The forecasted health-related trends are:

  • The aging workforce could drive twice the prevalence of arthritis in the workforce in the next 15 years, causing employers to reengineer job tasks, job sites and job tools.
  • The upward trend in obesity-related illnesses should begin to curb as public pressure forces increased awareness and preventative measures.
  • The aging workforce could drive three times the prevalence of heart disease in the workforce in the next ten years, forcing greater societal intolerance for sedentary lifestyles, smoking and obesity.
  • As the workforce ages, the incidence of cancer is likely to increase two-fold over the next ten years, putting new pressures on employer-sponsored health plans. Expect to see new insurance-related penalties for risky lifestyle choices such as smoking.
  • As productivity demands continue to surge, look for stress, anxiety and depression levels among blue-collar workers to increase significantly over the next five years, erasing the stereotype of psychiatric illness as a "white-collar disease."
  • With antibiotic-resistant strains on the rise and greater international migration, look for new epidemics of infectious diseases to challenge the American workforce over the next ten years.
  • As individuals are increasingly responsible for managing -- and paying for -- their healthcare, expect to see greater discrepancies between the haves and have-nots. Industries with large populations of low-wage workers will face rising healthcare and disability costs.
  • Over the next five years, expect employers to hold medical carriers increasingly accountable for reducing absences and returning employees to work quickly. There will be a blurring of the roles traditionally assumed by medical providers and disability carriers.
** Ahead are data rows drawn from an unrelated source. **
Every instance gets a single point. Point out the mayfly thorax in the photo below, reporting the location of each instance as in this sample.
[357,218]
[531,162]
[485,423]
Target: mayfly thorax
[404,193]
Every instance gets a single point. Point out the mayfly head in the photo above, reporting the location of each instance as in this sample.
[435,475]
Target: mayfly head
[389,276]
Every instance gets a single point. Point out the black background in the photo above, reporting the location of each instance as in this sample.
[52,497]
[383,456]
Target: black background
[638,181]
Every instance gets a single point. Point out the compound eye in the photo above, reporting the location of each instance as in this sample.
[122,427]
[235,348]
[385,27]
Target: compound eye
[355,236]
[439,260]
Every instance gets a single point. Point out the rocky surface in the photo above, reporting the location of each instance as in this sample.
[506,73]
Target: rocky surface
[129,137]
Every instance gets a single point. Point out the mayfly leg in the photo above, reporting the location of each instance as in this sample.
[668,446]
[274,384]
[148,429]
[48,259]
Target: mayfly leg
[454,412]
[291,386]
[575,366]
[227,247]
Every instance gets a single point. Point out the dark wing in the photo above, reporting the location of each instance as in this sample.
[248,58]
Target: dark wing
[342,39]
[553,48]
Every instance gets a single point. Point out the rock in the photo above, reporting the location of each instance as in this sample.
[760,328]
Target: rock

In light of these trends, disease prevention will take on an increasingly critical role for employers, employees and the medical community.

"Prevention of illness or injury is the highest priority for appropriately managing workplace absences," says Jane Brody, personal health columnist for The New York Times.

"Investing in prevention and risk reduction programs such as mental health services, physical rehabilitation services and cardiac wellness programs can be very beneficial to an employer's bottom line."